Section: New Results
Reliable robot localization and scene modeling
Participants : Patrick Rives, Cyril Joly, Gabriela Gallegos, Maxime Meilland, Andrew Comport.
Simultaneous Localization and Mapping (SLAM) :
In the Simultaneous Localisation And Mapping paradigm, the robot moves from an unknown location in an unknown environment and proceeds to incrementally build up a navigation map of the environment, while simultaneously using this map to update its estimated position. Several issues have been addressed this year concerning 6dofs Smoothing and Mapping (SAM) ,e.g. an alternative and more consistent formulation to the SLAM problem and a new approach aiming to fuse catadioptric vision and laser scanner in order to get a more reliable representation of the 3D environment.
6dofs visual SAM:
Let us consider a standard 6dofs Bearing Only (BO) SLAM configuration, i.e. the robot in the 3D space observing 3D-landmarks with a camera. We consider the visual data only (we do not use odometry information). It is well known that a perspective camera only provides a measurement of the bearing of a landmark and not the distance. The distance can be computed by using several observations from different viewpoints.

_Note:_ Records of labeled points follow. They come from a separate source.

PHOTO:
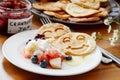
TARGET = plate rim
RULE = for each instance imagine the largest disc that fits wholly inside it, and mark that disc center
(44, 73)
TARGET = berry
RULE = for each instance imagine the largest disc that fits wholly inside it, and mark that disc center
(34, 59)
(68, 57)
(28, 41)
(40, 36)
(43, 63)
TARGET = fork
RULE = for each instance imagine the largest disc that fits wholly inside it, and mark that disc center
(109, 56)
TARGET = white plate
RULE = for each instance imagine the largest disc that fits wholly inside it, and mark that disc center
(12, 51)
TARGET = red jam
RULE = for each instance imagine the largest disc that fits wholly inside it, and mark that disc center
(16, 10)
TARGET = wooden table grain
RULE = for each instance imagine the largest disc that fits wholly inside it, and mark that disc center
(102, 72)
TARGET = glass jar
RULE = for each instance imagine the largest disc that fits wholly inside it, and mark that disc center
(15, 16)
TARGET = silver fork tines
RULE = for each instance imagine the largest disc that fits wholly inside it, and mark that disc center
(45, 20)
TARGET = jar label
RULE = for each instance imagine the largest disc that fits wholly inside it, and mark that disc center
(18, 25)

As a follow-up, the landmarks initialisation must be delayed when using the standard euclidian coordinates in the state representation (a criterion based on the parallax is generally used). However, landmarks can bring bearing information even though the depth is unknown. In order to use this information, Civera  introduced an alternative not delayed landmark representation, the inverse depth parameterization. This parametrization is usually used with standard EKF method and 6 components per landmarks are used in the filter. Unfortunately, such a parameterization is not minimal and instabilities in the estimation process can occur.
We have shown that in the Smoothing and Mapping (SAM) formulation, one can use only the 3 last components of the inverse depth parametrization in the estimated state. The unestimated part is used as equilibrium points to evaluate measurement functions and Jacobians. This can be done in a consistent way thanks to the SAM approach which stores and estimates at each step all the trajectory (the standard EKF does not estimate the full trajectory, so the 3 first components are estimated in the filter in the attempt to make them consistent during the next steps).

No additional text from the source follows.